The purpose of this study was to investigate the effect of splenectomy on cellular immunity. We studied the cellular phenotype and type 1 interferon‐γ, interleukin‐2 (IL‐2)] and type 2 (IL‐4 and IL‐10) cytokine‐producing peripheral blood CD4⁺ and CD8⁺ T lymphocytes in 22 healthy adults who had undergone post‐traumatic splenectomy about 1 to 35 years ago. Splenectomy resulted in a long‐term reduction of the percentage of CD4⁺CD45RA⁺ cells and a late increase of the percentage and absolute numbers of T‐cell receptor γ/δ cells. Stimulation with Staphylococcal enterotoxin B resulted in normal IL‐2 production by CD4⁺ T cells, indicating that the naïve cells were not anergic.
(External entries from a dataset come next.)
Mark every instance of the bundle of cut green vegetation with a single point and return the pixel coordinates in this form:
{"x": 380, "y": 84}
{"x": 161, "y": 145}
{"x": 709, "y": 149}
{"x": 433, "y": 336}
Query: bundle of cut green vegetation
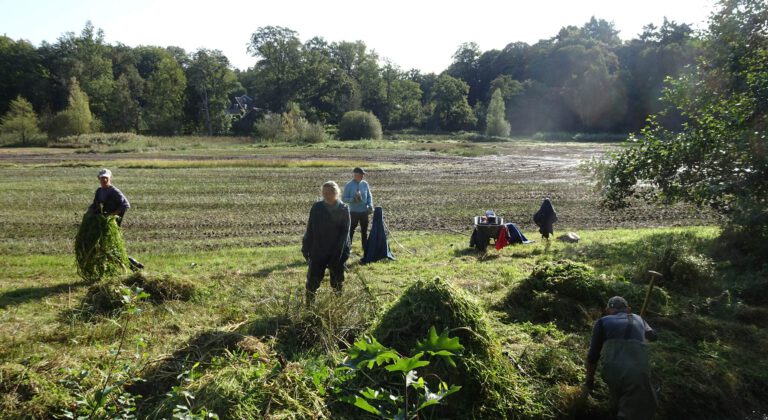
{"x": 332, "y": 323}
{"x": 249, "y": 388}
{"x": 491, "y": 387}
{"x": 571, "y": 294}
{"x": 100, "y": 248}
{"x": 106, "y": 297}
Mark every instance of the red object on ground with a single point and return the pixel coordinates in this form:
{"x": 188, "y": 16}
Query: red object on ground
{"x": 501, "y": 241}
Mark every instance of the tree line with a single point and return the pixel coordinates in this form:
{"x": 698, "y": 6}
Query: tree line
{"x": 584, "y": 79}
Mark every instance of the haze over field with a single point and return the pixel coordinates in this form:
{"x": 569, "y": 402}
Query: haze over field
{"x": 422, "y": 35}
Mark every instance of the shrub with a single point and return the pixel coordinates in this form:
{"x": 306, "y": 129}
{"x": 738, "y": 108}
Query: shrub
{"x": 290, "y": 127}
{"x": 357, "y": 125}
{"x": 692, "y": 272}
{"x": 333, "y": 321}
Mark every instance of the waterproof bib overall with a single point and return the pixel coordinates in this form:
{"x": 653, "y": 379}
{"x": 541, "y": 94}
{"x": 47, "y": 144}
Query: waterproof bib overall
{"x": 627, "y": 373}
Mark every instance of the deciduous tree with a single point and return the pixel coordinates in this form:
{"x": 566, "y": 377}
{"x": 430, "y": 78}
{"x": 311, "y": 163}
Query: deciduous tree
{"x": 20, "y": 122}
{"x": 496, "y": 123}
{"x": 76, "y": 118}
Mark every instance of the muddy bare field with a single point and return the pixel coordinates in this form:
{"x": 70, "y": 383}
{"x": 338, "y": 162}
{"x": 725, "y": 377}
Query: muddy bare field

Splenectomy also resulted in long‐term priming of both CD4⁺ and CD8⁺ T cells. During the first 8 years, both type 1 and type 2 CD4⁺ T cells were primed to varying degrees. About 8 years later, the percentage of primed type 2 CD4⁺ T cells subsided, but that of type 1 CD4⁺ T cells, although decreased, remained detectable over a longer period. Priming of CD8⁺ T cells persisted throughout the study period. The long‐term priming of type 1 CD4⁺ and CD8⁺ T cells, which may result in partial impairment of T‐cell functions, may explain reported defects of immune responses to recall antigens in splenectomized individuals. In addition, changes in the profile of primed CD4⁺ T cells with time may be clinically relevant to relapses in autoimmune thrombocytopenia after splenectomy.